I am building kitchen drawers. I have 24 inch cabinet bases and bought 21 inch blum Blumotion soft close slides. I built the sides and backs of the drawers out of 1/2 inch Baltic birch. I used a Whiteside drawer bit to join the pieces. I made the sides 21 inches, which I thought were within the parameters of these slides, but the sides seem about 1/2 inch too short to lock in to my locking devices. Any thoughts? Did I make the drawers 1/2 inch to long?


----------



## DonkeyHody (Jan 22, 2015)

dvto2 said:


> I am building kitchen drawers. I have 24 inch cabinet bases and bought 21 inch blum Blumotion soft close slides. I built the sides and backs of the drawers out of 1/2 inch Baltic birch. I used a Whiteside drawer bit to join the pieces. I made the sides 21 inches, which I thought were within the parameters of these slides, but the sides seem about 1/2 inch too short to lock in to my locking devices.
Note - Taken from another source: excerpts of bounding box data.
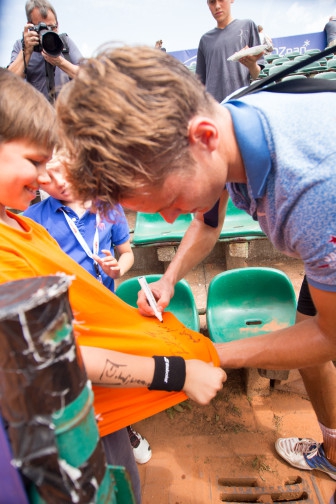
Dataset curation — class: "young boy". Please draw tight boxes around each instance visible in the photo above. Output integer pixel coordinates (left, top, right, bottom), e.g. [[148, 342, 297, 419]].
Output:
[[23, 150, 152, 464], [0, 68, 226, 504], [56, 43, 336, 500]]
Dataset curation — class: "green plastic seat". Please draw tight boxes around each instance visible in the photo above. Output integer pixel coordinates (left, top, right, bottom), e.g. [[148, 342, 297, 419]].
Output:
[[273, 56, 289, 65], [116, 274, 200, 332], [206, 267, 296, 343], [133, 212, 193, 245], [314, 71, 336, 80], [281, 74, 308, 82], [286, 51, 301, 60], [327, 57, 336, 70], [219, 198, 265, 241], [264, 53, 280, 63]]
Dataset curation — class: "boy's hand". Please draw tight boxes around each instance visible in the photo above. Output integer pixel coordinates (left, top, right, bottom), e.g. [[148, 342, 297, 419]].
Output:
[[93, 250, 121, 280]]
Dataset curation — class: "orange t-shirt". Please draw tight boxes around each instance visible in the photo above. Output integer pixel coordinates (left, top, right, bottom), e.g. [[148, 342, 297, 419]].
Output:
[[0, 212, 219, 436]]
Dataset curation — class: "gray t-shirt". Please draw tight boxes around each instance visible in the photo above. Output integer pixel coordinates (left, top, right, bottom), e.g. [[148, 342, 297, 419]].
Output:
[[196, 19, 263, 102], [10, 36, 82, 98]]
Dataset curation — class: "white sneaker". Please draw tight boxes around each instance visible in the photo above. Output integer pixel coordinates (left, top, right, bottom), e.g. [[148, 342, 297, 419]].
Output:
[[275, 437, 336, 480], [127, 425, 152, 464]]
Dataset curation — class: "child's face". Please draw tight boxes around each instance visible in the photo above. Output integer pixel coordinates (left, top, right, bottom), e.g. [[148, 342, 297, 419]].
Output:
[[41, 157, 73, 203], [0, 140, 52, 210]]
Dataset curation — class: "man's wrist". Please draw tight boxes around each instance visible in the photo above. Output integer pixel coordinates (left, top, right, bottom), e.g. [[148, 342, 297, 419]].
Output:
[[148, 355, 186, 392]]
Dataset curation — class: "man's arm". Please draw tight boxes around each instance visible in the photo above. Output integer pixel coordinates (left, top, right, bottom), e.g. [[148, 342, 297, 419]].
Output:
[[42, 51, 79, 79], [215, 286, 336, 369], [8, 23, 39, 77], [81, 346, 226, 404], [138, 191, 229, 316]]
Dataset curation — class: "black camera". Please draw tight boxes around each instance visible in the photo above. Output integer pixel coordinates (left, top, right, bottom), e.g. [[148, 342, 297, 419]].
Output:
[[29, 23, 63, 57]]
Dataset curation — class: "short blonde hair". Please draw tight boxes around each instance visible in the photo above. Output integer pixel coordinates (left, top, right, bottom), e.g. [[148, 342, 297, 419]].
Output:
[[56, 42, 213, 210], [0, 68, 57, 149]]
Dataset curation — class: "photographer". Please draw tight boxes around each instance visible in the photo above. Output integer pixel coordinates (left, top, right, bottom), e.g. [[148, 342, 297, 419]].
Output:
[[8, 0, 82, 102]]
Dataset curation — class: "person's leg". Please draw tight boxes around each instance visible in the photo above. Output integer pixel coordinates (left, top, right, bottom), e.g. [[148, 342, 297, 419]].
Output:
[[101, 428, 141, 504], [126, 425, 152, 464], [276, 277, 336, 479]]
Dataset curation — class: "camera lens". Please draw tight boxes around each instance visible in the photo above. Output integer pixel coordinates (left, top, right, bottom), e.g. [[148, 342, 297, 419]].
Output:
[[40, 30, 63, 56]]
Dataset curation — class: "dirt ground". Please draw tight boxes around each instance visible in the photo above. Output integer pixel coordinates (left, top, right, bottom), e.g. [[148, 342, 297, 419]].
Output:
[[128, 258, 336, 504]]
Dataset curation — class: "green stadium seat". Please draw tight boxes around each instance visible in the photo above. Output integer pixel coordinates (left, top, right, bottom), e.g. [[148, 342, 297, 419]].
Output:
[[281, 74, 308, 82], [132, 212, 193, 245], [327, 58, 336, 70], [274, 57, 289, 65], [286, 51, 300, 60], [219, 198, 265, 241], [206, 267, 296, 343], [116, 274, 200, 332], [314, 67, 336, 80], [264, 54, 279, 63]]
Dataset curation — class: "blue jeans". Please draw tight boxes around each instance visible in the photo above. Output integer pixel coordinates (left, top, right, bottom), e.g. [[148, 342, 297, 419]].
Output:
[[101, 427, 141, 504]]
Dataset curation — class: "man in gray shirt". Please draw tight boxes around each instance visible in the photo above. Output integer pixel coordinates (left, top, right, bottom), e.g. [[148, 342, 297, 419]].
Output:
[[8, 0, 82, 102], [196, 0, 263, 102]]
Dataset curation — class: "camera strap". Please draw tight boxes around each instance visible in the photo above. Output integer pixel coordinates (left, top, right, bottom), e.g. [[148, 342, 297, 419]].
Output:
[[45, 61, 56, 103]]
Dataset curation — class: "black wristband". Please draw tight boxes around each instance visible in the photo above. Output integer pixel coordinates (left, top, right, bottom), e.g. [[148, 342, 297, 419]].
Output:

Any thoughts? Did I make the drawers 1/2 inch to long?


I'm building cabinets and using the same drawer slides. Overall length of the drawer box (not including separate drawer front) needs to be 21 inches. You'll need to drill a hole in the drawer back to accept the metal prong that holds the rear of the drawer in place. Post a picture of your problem if you can.


----------



## Semipro (Mar 22, 2013)

I agree with Andy see no reason post picture you must of installed something wrong should work.
utube


----------



## fire65 (Oct 29, 2008)

I do not have my chart with me. BUT yes, when using Blum guides the drawers have to be exact length so the mounting holes in the back of the drawer accept the guide. I have a book, but there should have been a chart for length.


----------



## dvto2 (Nov 12, 2012)

I called cs hardware and we figured out that even though my sides were 21", the inside of the drawer box is 20.5 inches, and should be 20 for the slides to fit. The discrepancy has something to do with my joinery. I will attend to this with future drawers and glued a shim in to fix this one. Thanks much for your replies.


----------



## CM1 (Mar 3, 2016)

Mistakes happen. I have in a rush on several occasions forgotten to include the joint spacing into my measurements especially when I go 6 months between making drawers. If the lock miter takes a half inch you end up losing that that half inch. My wife tells me to keep a log of cuts and measurements for when I am rushed and tired at the same time. She values my time too. I just break out the log and use the references there in because almost all cabinets are 24 inches deep. I even have built drawers for under the cabinets in the kick boards. That was interesting drawer to build, home owner saw it in a home improvement magazine and asked me to do it.


----------